The proposed Center for Climate Repair is being coordinated by David King, an emeritus professor in physical chemistry at the university and also the U.K. government’s former chief scientific adviser.
Speaking to the BBC this morning, King suggested the scale of the challenge now facing humanity to end greenhouse gas emissions is so pressing that radical options need to be considered and developed alongside efforts to shift societies to carbon neutral and shrink day to day emissions.
“What we do over the next 10 years will determine the future of humanity for the next 10,000 years. There is no major centre in the world that would be focused on this one big issue,” he told BBC News.
In an interview on the BBC Radio 4’s “Today” program, King said the center would need to focus on scalable, low-cost technologies that could be deployed to move the needle on the climate challenge.
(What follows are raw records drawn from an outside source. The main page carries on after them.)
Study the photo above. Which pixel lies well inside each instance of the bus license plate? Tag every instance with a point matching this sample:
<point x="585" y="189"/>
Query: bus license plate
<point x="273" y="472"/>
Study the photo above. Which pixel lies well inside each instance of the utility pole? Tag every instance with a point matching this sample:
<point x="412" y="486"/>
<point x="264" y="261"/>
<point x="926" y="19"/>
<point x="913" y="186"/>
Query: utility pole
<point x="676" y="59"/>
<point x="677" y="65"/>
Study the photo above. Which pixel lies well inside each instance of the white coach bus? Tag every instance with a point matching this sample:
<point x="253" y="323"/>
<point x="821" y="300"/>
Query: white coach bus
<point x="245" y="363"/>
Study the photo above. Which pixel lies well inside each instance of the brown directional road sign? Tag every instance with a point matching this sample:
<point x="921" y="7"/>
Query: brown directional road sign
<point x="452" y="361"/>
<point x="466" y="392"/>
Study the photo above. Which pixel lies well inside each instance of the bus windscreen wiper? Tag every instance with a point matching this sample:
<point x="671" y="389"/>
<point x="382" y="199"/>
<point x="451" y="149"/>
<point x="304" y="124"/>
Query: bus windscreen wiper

Suggested ideas it could work to develop include geoengineering initiatives, such as spraying sea water into the air at the north and south poles to reflect sunlight away and refreeze them; using fertilizer to regreen portions of the deep ocean to promote plankton growth; and carbon capture and storage methods to suck up and sequester greenhouse gases so they can’t contribute to accelerating global warming.
On the issue of nuclear power, King said interesting work is being done to try to develop viable nuclear fusion technology — but also pointed to untapped capacity in renewable energy technologies, arguing there is an “ability to develop renewables far more than we thought before.”
If established, the Center for Climate Repair, would be attached to the university’s new Cambridge Carbon Neutral Futures Initiative, which is a research hub recently set up to link climate-related research work across the university — and “catalyse holistic, collaborative progress towards a sustainable future”, as it puts it.
“If [the Center for Climate Repair] goes forward, it will be part of the Carbon Neutral Futures Initiative, which is led by Dr Emily Shuckburgh,” a spokeswoman for the university confirmed.
“When considering how to tackle a problem as large, complex and urgent as climate change, we need to look at the widest possible range of ideas and to investigate radical innovations such as those proposed by Sir David,” said Shuckburgh, commenting on the proposal in a statement.
“In assessing such ideas we need to explore all aspects, including the technological advances required, the potential unintended consequences and side effects, the costs, the rules and regulations that would be needed, as well as the public acceptability.”